Namun, kemerdekaan pers di Indonesia kini masih terancam. Memasuki tahun politik, tahun 2019, ancaman terhadap kemerdekaan pers untuk menyuarakan ”bening” aspirasi rakyat, dan menjalankan fungsi kontrol terhadap kekuasaan, pertama-tama akan berhadapan dengan politisasi pers. Fenomena paling kuat adalah ketidak-mandirian institusi pers dari kepentingan politik. Sejumlah pemilik media terlibat politik praktis, sebagai pimpinan partai politik atau pendukung calon presiden/wakil presiden.
Belajar dari pengalaman Pemilu 2014, yang kondisinya mirip 2019, serta pelaksanaan pemilu kepala daerah (pilkada), terbukti tak ada korelasi yang kuat antara media massa dan pilihan politik (praktis). Partai yang dipimpin oleh pemilik media atau pimpinan media tak memperoleh suara yang optimal dalam Pemilu 2014.
Namun, upaya menarik media massa ke ranah politik praktis, kontestasi pemilu legislatif dan pemilu presiden, sejak beberapa bulan terakhir sudah sangat keras. Dan, tarikan itu diyakini akan semakin kencang mulai awal tahun 2019, menjelang 19 April 2019, saat pemungutan suara. Pemilik atau pimpinan media massa bisa memakai kuasanya dalam memengaruhi kebijakan redaksional sehingga bisa memengaruhi masyarakat. Di sisi lain, mereka yang bergerak dalam bidang politik praktis, tetapi tak mempunyai akses langsung pada media massa bisa menggunakan kekuatan sosial untuk memengaruhi lembaga pers di negeri ini.

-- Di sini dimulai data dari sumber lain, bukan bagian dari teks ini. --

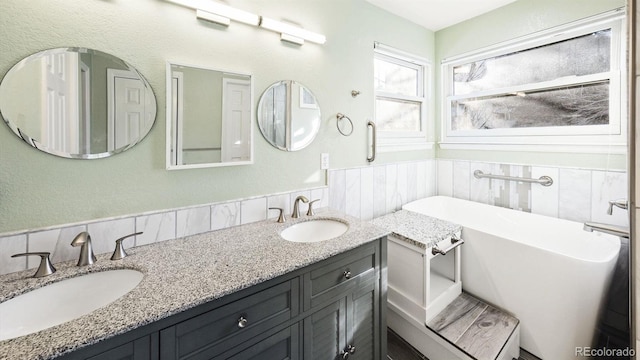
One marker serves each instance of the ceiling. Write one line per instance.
(438, 14)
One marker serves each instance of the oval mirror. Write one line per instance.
(288, 115)
(77, 103)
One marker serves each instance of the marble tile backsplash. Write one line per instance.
(155, 227)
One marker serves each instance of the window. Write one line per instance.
(400, 99)
(561, 88)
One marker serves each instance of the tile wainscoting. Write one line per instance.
(156, 227)
(364, 192)
(576, 194)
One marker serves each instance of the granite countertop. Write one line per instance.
(417, 229)
(178, 275)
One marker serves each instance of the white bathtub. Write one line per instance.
(548, 272)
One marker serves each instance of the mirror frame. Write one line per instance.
(153, 103)
(169, 120)
(288, 116)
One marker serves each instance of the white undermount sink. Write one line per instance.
(314, 230)
(64, 301)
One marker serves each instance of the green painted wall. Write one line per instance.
(517, 19)
(37, 189)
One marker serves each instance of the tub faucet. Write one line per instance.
(296, 205)
(86, 251)
(620, 203)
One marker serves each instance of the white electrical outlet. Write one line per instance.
(324, 161)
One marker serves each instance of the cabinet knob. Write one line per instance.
(350, 350)
(242, 322)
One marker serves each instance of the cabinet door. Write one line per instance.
(230, 326)
(362, 321)
(283, 345)
(324, 332)
(136, 350)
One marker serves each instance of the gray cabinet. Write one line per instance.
(318, 312)
(231, 326)
(345, 293)
(139, 349)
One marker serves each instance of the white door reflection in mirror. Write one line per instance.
(288, 115)
(236, 108)
(209, 116)
(126, 102)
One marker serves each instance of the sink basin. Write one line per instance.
(63, 301)
(314, 230)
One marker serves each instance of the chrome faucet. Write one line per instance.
(86, 251)
(296, 205)
(620, 203)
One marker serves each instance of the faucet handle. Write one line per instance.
(119, 253)
(620, 203)
(310, 211)
(281, 218)
(45, 268)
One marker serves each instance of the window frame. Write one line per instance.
(608, 138)
(404, 140)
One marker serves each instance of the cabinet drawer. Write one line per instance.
(213, 332)
(331, 280)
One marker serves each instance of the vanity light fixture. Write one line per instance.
(205, 15)
(291, 33)
(219, 13)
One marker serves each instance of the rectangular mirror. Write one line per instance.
(209, 116)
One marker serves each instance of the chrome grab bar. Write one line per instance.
(543, 180)
(607, 229)
(372, 125)
(455, 242)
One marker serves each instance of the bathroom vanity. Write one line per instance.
(239, 293)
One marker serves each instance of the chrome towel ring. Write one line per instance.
(348, 129)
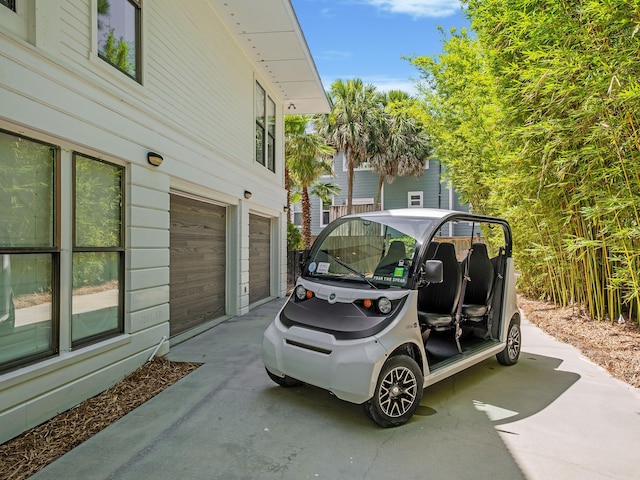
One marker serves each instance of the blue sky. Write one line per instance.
(367, 38)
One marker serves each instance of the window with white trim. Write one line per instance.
(119, 36)
(32, 259)
(325, 213)
(265, 129)
(414, 199)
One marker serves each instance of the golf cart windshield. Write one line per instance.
(375, 251)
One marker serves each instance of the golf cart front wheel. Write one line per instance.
(398, 392)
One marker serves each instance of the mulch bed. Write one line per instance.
(31, 451)
(612, 345)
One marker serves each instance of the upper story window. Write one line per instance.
(265, 129)
(119, 35)
(326, 213)
(414, 199)
(9, 4)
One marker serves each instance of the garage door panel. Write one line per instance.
(259, 258)
(198, 263)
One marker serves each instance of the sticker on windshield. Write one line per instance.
(323, 267)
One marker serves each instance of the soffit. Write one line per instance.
(269, 33)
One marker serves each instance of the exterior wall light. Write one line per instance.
(154, 159)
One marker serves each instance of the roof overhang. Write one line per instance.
(269, 33)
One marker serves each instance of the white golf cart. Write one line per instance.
(390, 302)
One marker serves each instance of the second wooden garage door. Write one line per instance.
(259, 258)
(198, 263)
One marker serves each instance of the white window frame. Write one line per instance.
(322, 210)
(413, 197)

Mantan Ketua Dewan Pers Bagir Manan pun pernah mengingatkan, ada empat ancaman terhadap kemerdekaan pers. Dua di antaranya terkait politik, yaitu politisasi pers dan penggunaan kekuatan massa untuk menekan media massa. Kemerdekaan pers terancam oleh perilaku sebagian warga yang acap kali memaksakan kehendak, terkait kepentingan politik atau lainnya, termasuk dengan melakukan kekerasan kepada perusahaan pers atau pekerja pers. Tahun 2019, saat bangsa ini menuju pesta demokrasi, apalagi dilaksanakan serentak, tekanan massa terhadap media massa bisa terjadi kapan saja. Hal ini sebenarnya tak hanya terjadi di Indonesia, tetapi juga di sejumlah negara lain.
Ancaman terhadap kemerdekaan pers, khususnya di Indonesia, memang tidak merata. Dewan Pers sejak tiga tahun terakhir meluncurkan indeks kemerdekaan pers. Tahun 2018, dari 34 provinsi di negeri ini, tiada yang dinilai kurang menghargai kemerdekaan pers. Hal ini berbeda dengan laporan dari lembaga internasional, seperti Reporters Without Borders (Sans Frontieres), yang menempatkan negara ini tahun 2018 di peringkat ke-124 dari 180 negara dalam indeks kemerdekaan pers yang disusunnya. Posisi Indonesia, dengan nilai 39,68, di bawah Timor Leste (peringkat ke-95), Papua Niugini (53), dan Afghanistan (118).
Kita bisa saja mempertanyakan tata cara penyusunan indeks kemerdekaan pers dari lembaga asing. Namun, lembaga lain, Freedom House, tahun 2017 menempatkan Indonesia sebagai negara yang kemerdekaan persnya baru sebagian, partly free, dengan nilai 49. Indonesia lebih baik dibandingkan dengan Afghanistan dengan skor 60, yang juga belum bebas persnya.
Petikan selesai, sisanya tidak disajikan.